“There was a time when art was all about beauty. Every painting, every sculpture, every piece of music strove to be beautiful. Beauty was the most perfect kind of knowledge, reconciling the sensual and rational parts of the brain.” Simon Rumley talks to Vegas Gallery’s Creative Director, Jessica Carlisle, and artist Hester Finch, about their latest exhibition, Kalliphilia. Click here to listen to the podcast, or right click to download the file.
Further Information: The movements and isms of the 20th century changed the approach to beauty. Avant-garde intellectuals challenged the accepted notions of aesthetics, and by the end of the century it was the anti-aesthetics of post-modernism that dominated, with conceptual art ruling the roost. Beauty had been rejected, cast out – considered at best irrelevant and frivolous, at worst decadent, oppressive, and wrong. Indeed, so potent was this reaction that it coined a term: kalliphobia.
So where does that leave beauty now? Has it been reclaimed? Can it be reclaimed? Should it be reclaimed? What is it that makes beautiful art so troublesome, and why does the anti-aesthetic continue to hold the moral high-ground? Is it because a beautiful painting is too quick to convert into a commodity? Or are we so conscious of our troubled world that beauty seems somehow inappropriate, out of touch, quaint?
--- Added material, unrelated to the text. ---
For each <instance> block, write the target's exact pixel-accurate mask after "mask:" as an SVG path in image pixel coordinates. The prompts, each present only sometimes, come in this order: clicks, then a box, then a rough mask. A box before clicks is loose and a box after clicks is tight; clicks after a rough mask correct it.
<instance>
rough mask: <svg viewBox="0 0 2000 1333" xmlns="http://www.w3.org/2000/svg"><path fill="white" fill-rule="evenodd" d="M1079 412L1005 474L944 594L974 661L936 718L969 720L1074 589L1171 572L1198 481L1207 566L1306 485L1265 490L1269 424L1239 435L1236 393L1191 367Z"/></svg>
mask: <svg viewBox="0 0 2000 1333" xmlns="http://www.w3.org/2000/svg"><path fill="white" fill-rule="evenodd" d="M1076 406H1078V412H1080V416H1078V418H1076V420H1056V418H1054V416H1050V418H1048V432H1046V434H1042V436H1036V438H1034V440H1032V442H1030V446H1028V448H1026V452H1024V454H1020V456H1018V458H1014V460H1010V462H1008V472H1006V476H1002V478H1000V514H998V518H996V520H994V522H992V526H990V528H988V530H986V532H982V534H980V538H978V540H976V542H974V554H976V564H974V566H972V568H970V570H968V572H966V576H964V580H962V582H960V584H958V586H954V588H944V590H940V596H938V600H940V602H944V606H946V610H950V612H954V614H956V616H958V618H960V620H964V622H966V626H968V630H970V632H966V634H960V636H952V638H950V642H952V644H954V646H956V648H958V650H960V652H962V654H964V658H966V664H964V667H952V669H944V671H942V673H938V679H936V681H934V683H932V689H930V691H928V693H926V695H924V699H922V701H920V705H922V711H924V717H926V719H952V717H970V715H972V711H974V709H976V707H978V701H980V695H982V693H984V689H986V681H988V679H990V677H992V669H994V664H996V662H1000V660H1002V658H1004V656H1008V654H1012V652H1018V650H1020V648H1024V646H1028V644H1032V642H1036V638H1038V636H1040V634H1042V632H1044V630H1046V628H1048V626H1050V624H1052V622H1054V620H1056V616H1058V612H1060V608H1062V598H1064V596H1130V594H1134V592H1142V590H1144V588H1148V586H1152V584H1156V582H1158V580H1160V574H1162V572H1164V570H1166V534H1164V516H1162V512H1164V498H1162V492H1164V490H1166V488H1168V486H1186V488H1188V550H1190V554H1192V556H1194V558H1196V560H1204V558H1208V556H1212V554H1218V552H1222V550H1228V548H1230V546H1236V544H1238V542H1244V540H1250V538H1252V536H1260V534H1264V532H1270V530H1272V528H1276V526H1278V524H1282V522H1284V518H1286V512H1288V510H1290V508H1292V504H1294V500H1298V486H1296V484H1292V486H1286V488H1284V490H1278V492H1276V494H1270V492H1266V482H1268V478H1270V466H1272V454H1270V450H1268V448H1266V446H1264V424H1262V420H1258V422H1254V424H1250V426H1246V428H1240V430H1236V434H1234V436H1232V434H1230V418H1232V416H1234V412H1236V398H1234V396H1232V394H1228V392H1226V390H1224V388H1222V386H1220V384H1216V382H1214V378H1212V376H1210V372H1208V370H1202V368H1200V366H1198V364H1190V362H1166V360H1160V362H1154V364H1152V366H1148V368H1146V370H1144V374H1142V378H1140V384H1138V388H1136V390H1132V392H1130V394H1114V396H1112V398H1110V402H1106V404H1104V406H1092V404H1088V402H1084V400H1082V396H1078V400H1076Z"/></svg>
Kalliphilia showcases works by a selection of contemporary artists who, unusually, and perhaps even unfashionably, embrace beauty and form in their practice. Such an approach can seem surprising in an art world where for so long beauty has been steadfastly avoided. But these artists don’t pursue it blindly, or slavishly, but rather use it as a means to an end. They are unified in their affirmation of the aesthetic, and by their desire to engage their audience through making work that is visually appealing.
Together, they demonstrate how beauty can be more than just skin deep. Emma McNally shows how it can communicate and inform, introducing pictorially thoughts and theories usually explored through the written word and acting as an eloquent entry point to more complex ideas. Her intensely worked drawings embody the philosophical concepts she investigates, and exist as physical manifestations of ways of seeing the world. Tom Gallant proves that beauty can provoke as well as please in his exquisite pornographic arabesques, which delight and shock in equal measure. Hugo Wilson demonstrates that beauty is not always straightforward: the misleading simplicity of his holy-water-colour works belies their subversive subtext, and Al Braithwaite, in his clever manipulation of existing objects, casts new light on social and political issues and offers up new perspectives on contemporary debates in a smart and succinct way. Beauty can be dynamic, as in Hugo Dalton’s sketches of dancers, which celebrate movement and happily straddle the divide between abstraction and figuration, or it can be quietly contemplative, as in Emma Bennett’s timeless still-lives. Beauty is also capable of disturbing and unsettling, as it does in Hester Finch’s empty landscapes and distorted figures and Andy Harper’s thorny undergrowths of twisted nature. Perhaps most importantly, beauty can tap into the very essence of what it means to be human through a primal language that is illustrated perfectly in Whitney McVeigh’s abstractions.
Beauty is not vapid. Beauty is powerful, engaging and democratic. It makes us receptive. In contrast to the anti-aesthetic, which reinforces art’s elitism, beauty opens doors. And that is what this show seeks to celebrate.